This paper is concerned with the numerical integration of initial value problems for Newton’s second order equations \(x''=F(x)\), where \(F=F(x)\) is a conservative force, i.e. \(F(x)=-\text{grad }U(x)\) and the dimensionality \(N\) of the space variable \(x\) is very high. In typical applications which arise in astrophysics and molecular dynamics models, \(N={\mathcal O}(10^4)\) and for simple potentials, the dominating cost for evaluating \(F\) has \({\mathcal O}(N^2)\) complexity. As a consequence of the high dimensionality, numerical integrators for these types of problems must limit as far as possible the number of function evaluations per step and therefore the leap-frog formula given by \(v(t + \Delta t/2)=v(t-\Delta t/2)+\Delta t F(x(t))\), \(x(t+\Delta t/2) =x(t)+\Delta tv(t+\Delta t/2)\) is standard for such a kind of problem.

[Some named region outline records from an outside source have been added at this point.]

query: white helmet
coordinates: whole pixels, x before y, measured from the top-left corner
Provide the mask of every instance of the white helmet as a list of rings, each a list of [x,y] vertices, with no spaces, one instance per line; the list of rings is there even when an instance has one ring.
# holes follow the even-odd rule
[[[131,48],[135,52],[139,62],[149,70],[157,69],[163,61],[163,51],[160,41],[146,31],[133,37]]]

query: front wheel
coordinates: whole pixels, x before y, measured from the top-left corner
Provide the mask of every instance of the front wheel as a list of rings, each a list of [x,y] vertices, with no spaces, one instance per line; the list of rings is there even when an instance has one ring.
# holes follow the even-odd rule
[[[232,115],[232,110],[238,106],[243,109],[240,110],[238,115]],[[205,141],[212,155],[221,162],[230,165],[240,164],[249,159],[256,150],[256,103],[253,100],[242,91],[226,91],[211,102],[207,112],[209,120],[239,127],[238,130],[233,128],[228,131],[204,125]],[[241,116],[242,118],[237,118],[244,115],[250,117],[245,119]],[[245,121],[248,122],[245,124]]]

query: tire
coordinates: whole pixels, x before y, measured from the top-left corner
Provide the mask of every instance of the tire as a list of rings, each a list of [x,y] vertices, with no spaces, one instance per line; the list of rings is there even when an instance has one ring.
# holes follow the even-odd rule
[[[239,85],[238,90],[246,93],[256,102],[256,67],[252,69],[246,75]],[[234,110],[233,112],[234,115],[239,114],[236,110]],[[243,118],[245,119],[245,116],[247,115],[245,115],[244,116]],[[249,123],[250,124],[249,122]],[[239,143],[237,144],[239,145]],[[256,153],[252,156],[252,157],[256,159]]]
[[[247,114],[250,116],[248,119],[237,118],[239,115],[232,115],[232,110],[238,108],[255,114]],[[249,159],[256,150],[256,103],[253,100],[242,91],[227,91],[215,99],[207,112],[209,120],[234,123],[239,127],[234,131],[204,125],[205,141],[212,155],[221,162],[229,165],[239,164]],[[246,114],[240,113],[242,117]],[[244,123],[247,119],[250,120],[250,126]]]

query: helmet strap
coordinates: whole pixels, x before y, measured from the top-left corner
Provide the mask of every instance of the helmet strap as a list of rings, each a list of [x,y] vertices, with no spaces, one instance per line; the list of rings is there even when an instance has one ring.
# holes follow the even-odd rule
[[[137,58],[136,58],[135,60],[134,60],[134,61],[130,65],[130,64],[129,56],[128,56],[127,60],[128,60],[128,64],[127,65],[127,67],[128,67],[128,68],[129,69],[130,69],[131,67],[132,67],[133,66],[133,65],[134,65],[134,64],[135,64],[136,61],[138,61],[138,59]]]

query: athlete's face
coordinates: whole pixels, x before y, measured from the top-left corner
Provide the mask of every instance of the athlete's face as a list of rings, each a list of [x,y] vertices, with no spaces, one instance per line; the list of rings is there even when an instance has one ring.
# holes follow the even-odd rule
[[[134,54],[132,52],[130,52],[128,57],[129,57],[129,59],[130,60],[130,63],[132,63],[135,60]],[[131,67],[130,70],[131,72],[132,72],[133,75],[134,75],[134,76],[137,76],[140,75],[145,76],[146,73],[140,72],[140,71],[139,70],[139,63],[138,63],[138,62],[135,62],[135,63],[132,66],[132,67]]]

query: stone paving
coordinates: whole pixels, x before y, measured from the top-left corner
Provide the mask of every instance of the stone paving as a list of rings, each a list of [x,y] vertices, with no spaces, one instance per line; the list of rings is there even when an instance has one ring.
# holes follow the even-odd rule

The aim of the paper is to improve the performance of the leap-frog method without increasing the number of function evaluations per step by modifying appropriately the advancing formula of the velocity. This means that instead of using a constant interpolation for \(F(x)\) to advance the velocity vector, the authors propose an interpolation based on three predicted values with a symmetry that preserves reversibility. In this way since the new formula is based on a three point approximation of \(F(x)\), it integrates exactly one-dimensional, harmonic oscillators and for multidimensional oscillators it integrates exactly some quadratic approximation of their potential.
Finally, the paper presents the results of some numerical experiments comparing the performance of the new method with the standard leap-frog and the fourth order Runge-Kutta method for some harmonic and anharmonic oscillators.